Last week, office of National Statistics announced that the number of the young people out of education, employment or training is at its lowest in the last 10 years.

However one in eight people aged between 16 and 24 still classify as NEET.

According to Amy Lalla, director of Let Me Play, an organisation running educational programmes for deprived youth and NEETs, key to bridge the skill gap is to understand that some young people have different needs and to intervene early.

“Not having adequate numeracy and literacy skills directly locks many young people out of labour market.

Many of these people didn’t get along with traditional school on the first place, and not having these skills disengage them even further,” she told Blasting News.

The newest findings indeed reveal that 56 percent of the NEETs consider themselves as “inactive”, as they reported that they are not seeking for employment.
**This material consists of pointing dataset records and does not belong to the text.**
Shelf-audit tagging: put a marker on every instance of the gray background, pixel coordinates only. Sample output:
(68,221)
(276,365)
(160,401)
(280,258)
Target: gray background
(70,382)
“We should not wait until young people become NEETs to intervene.

If we are to intervene early, there are easy-wins to be made,” Lalla added.

Similarly, "Policies should focus on helping the NEETs, including those who have become disengaged, to renew with education or integrate into the labour market," OECD Skills Outlook 2015 noted.

Youth unemployment and underemployment has long-lasting consequences on both individual and country levels, as one recent study found that one in six NEETs die within 10 years of leaving the school.

Hence, the report highlighted that youth unemployment must be tackled with a holistic approach. It called education organisations, the labour market, tax and social institutions, employer and employee organisations, and parents and young people themselves to incorporate flexible and responsible solutions for youth unemployment.